A dicionarização de periódicos académicos, pacientemente tecida por Manuel Carvalho Prata, começa na tese de doutoramento e passa, num primeiro momento, por este muito completo “arrolamento” que nos fala de títulos, directores, colaboradores, propósitos editorais, artigos mais significativos, número de páginas, preços de capa e até dos exemplares existentes nos vários arquivos portugueses de Coimbra, Porto e Lisboa.
Eis-nos confrontados com um instrumento de consulta obrigatória, qual base de dados de manuseio incontornável, que se completará com o nascituro e trabalhoso volume II.

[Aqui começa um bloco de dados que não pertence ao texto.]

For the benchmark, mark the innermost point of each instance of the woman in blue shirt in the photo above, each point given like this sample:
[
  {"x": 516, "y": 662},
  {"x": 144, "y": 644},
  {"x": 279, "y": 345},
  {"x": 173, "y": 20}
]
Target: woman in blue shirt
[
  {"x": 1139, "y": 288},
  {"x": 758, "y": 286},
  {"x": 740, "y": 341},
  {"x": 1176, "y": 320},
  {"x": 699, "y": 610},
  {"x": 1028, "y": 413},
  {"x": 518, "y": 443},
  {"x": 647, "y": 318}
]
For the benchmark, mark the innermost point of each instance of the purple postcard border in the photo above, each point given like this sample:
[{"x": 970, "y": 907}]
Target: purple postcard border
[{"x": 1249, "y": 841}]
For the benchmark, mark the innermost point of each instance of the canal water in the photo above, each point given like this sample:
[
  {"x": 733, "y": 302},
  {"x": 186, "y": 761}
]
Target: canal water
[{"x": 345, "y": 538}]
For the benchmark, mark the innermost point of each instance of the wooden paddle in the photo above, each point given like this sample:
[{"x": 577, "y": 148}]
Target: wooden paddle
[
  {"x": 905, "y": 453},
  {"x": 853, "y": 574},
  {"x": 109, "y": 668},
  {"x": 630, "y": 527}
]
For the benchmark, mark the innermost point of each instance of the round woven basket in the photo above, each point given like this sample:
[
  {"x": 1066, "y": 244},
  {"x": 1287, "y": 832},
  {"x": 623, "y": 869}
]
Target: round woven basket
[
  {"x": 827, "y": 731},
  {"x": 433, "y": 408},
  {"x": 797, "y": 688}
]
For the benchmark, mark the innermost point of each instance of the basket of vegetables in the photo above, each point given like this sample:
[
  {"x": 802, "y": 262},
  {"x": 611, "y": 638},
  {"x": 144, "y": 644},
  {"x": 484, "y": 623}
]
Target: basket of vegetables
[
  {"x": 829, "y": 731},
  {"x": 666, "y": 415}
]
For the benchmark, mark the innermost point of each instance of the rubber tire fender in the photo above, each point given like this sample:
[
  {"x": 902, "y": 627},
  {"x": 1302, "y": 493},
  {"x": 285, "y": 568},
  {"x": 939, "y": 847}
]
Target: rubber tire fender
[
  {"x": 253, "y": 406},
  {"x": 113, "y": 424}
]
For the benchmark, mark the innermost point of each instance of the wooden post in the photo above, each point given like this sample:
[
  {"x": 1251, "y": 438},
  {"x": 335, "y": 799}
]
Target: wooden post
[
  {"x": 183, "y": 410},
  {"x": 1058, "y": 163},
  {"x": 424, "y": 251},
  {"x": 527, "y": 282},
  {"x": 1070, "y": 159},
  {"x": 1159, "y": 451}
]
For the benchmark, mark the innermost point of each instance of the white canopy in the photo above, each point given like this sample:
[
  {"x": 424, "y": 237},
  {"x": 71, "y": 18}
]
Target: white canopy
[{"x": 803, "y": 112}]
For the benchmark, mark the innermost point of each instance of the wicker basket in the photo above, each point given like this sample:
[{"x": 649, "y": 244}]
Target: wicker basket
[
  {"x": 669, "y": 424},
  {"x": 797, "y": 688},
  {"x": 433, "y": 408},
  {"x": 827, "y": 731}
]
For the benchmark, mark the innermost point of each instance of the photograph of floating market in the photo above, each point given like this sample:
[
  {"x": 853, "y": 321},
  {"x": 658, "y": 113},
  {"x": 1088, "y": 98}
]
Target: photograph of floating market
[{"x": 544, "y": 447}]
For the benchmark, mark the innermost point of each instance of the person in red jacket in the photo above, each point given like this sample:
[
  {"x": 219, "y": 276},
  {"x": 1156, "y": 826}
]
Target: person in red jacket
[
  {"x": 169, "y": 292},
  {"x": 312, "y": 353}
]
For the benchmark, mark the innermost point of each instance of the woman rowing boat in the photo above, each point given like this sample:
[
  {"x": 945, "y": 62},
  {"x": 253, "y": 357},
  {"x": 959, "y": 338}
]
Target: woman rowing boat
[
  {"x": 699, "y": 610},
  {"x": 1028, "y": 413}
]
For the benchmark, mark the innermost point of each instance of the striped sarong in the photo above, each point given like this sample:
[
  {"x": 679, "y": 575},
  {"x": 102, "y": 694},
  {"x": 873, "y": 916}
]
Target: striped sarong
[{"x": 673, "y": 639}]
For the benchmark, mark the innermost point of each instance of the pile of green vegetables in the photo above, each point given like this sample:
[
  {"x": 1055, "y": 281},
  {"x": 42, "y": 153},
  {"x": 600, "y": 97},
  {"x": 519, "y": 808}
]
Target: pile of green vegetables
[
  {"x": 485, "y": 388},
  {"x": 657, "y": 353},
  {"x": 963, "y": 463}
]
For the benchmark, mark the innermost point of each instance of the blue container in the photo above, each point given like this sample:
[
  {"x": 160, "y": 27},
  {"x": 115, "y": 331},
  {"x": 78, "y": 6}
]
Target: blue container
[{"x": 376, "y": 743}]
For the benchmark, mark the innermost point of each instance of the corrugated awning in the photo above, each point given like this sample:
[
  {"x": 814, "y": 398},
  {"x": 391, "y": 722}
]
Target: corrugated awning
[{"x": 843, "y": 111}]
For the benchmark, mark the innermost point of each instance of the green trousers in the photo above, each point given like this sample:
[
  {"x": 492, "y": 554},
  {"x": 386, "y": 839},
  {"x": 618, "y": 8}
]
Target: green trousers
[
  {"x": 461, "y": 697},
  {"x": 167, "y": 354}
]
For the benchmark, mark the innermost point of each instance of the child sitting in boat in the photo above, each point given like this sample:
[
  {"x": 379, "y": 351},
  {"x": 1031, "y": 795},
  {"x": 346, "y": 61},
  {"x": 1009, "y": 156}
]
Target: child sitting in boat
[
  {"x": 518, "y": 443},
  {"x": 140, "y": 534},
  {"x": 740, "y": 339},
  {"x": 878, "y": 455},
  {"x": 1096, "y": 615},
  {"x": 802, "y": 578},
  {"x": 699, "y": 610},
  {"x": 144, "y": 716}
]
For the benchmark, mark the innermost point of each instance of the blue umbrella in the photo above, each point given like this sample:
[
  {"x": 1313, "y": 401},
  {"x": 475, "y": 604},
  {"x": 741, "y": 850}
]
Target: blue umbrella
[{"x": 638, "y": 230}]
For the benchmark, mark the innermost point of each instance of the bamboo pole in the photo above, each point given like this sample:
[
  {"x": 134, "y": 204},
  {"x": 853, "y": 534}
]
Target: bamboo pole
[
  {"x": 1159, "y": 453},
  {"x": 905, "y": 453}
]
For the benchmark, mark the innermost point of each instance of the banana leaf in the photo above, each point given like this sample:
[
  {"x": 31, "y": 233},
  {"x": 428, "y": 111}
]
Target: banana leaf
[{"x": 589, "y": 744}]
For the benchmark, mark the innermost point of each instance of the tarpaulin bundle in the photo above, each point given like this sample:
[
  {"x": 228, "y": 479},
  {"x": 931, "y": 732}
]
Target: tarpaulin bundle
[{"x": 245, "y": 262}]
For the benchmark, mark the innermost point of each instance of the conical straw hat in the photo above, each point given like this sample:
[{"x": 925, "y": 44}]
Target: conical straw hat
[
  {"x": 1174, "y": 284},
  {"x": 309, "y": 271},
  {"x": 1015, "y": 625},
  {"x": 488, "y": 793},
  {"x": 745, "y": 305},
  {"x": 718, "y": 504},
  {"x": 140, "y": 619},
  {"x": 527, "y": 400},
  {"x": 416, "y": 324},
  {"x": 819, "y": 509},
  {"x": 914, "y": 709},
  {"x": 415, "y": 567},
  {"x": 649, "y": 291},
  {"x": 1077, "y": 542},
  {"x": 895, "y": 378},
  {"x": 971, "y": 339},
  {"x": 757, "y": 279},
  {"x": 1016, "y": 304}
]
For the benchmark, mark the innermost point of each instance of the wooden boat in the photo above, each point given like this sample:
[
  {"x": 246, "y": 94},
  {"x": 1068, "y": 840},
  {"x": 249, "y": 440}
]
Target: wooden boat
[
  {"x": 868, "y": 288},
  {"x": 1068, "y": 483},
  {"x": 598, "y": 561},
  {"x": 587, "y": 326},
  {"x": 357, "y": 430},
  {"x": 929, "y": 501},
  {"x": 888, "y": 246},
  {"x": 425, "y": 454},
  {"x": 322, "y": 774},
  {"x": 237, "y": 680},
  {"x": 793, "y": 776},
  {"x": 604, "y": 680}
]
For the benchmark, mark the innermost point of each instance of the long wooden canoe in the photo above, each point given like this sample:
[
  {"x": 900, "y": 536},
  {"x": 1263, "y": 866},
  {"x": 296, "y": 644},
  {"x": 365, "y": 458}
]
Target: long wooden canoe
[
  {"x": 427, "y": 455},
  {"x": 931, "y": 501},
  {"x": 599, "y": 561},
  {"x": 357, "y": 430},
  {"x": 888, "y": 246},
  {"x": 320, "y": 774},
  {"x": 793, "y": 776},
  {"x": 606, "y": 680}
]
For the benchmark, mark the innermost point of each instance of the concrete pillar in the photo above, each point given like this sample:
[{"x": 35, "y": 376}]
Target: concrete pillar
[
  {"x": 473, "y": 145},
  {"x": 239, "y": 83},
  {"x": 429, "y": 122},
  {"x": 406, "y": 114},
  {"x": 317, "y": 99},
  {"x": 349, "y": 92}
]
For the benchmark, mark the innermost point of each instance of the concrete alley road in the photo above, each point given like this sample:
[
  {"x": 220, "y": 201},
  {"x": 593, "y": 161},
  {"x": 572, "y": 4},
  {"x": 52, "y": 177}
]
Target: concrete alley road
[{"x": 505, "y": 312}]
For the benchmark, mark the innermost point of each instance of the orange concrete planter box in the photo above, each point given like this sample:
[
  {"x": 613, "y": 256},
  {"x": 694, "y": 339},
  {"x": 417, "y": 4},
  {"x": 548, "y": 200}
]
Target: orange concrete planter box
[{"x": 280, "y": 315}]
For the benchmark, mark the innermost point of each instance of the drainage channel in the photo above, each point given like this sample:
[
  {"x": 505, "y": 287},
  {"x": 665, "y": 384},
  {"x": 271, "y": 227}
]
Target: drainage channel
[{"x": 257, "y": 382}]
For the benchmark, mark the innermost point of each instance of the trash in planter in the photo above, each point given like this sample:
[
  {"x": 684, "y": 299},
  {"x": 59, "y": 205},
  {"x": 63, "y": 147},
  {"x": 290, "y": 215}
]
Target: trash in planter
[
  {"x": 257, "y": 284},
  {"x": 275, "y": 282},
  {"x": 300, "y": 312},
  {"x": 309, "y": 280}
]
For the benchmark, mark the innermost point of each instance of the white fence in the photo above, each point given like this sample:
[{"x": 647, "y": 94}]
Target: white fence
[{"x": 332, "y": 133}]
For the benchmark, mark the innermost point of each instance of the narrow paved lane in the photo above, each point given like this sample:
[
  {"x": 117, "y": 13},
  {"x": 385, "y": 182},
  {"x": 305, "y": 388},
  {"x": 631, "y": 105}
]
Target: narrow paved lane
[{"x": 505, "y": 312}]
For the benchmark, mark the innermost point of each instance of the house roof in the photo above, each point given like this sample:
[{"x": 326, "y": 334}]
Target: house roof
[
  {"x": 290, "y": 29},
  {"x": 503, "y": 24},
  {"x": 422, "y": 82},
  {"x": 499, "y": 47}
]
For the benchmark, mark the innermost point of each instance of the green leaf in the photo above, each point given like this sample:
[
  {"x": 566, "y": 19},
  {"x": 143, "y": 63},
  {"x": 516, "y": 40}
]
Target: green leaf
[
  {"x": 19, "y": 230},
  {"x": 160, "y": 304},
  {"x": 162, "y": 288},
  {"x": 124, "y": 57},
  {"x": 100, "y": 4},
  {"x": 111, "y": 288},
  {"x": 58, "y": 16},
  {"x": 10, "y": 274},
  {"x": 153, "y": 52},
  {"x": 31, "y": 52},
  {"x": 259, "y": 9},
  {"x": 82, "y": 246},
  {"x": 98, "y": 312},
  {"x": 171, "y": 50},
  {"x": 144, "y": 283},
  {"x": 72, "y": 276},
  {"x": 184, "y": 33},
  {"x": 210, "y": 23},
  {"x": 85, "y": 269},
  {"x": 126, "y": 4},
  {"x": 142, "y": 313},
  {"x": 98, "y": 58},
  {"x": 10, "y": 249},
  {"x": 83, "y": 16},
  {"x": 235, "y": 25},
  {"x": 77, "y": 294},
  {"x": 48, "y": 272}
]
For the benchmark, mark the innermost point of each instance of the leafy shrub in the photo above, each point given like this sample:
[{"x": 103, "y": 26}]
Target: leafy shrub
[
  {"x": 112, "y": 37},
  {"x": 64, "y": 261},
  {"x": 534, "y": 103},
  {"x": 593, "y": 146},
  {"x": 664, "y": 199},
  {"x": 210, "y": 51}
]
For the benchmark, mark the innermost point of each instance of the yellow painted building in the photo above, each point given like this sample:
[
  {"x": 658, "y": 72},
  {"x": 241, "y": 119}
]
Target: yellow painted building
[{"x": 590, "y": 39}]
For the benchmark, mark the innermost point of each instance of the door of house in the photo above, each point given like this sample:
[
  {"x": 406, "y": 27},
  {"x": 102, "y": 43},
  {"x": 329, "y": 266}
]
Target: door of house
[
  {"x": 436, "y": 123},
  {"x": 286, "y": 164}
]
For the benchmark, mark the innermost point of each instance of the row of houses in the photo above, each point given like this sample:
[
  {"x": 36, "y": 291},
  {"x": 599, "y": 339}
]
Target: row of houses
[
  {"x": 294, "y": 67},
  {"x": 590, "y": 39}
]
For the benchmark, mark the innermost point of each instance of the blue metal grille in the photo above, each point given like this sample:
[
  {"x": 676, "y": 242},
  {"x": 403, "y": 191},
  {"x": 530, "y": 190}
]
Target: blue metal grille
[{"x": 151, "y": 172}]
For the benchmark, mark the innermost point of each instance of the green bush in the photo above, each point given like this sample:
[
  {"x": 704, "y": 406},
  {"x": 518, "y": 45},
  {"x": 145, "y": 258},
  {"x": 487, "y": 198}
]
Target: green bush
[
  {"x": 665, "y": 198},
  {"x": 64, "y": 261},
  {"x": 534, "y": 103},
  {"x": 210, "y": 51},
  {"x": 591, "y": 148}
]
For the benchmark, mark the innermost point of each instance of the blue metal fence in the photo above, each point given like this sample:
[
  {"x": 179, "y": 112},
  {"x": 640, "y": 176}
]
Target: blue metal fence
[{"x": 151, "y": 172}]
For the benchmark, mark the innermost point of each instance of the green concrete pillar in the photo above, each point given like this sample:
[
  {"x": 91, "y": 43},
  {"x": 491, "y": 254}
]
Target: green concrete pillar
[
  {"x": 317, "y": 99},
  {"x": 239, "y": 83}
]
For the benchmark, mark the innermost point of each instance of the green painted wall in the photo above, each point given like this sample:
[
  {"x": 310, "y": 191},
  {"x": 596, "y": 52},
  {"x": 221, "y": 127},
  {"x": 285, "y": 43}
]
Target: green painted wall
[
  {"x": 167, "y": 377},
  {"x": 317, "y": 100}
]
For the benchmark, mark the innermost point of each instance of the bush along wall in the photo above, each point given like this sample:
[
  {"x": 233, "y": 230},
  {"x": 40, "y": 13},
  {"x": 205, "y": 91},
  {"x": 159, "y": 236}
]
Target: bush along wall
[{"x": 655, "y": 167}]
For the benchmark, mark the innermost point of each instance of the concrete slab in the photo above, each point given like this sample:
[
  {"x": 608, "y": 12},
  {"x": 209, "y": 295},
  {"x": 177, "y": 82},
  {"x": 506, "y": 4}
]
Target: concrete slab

Meu Caro Doutor Prata: as minhas felicitações por trazer ao conhecimento da família dos investigadores um utilíssimo instrumento de trabalho, e sobretudo por ter dignificado o tema Academia de Coimbra com uma tese de doutoramento. Não leve a mal que lhe sugira para no volume II incorporar cá e lá reproduções de rostos de um ou doutro jornal.
O meu abraço fraterno e o meu Bem-Haja!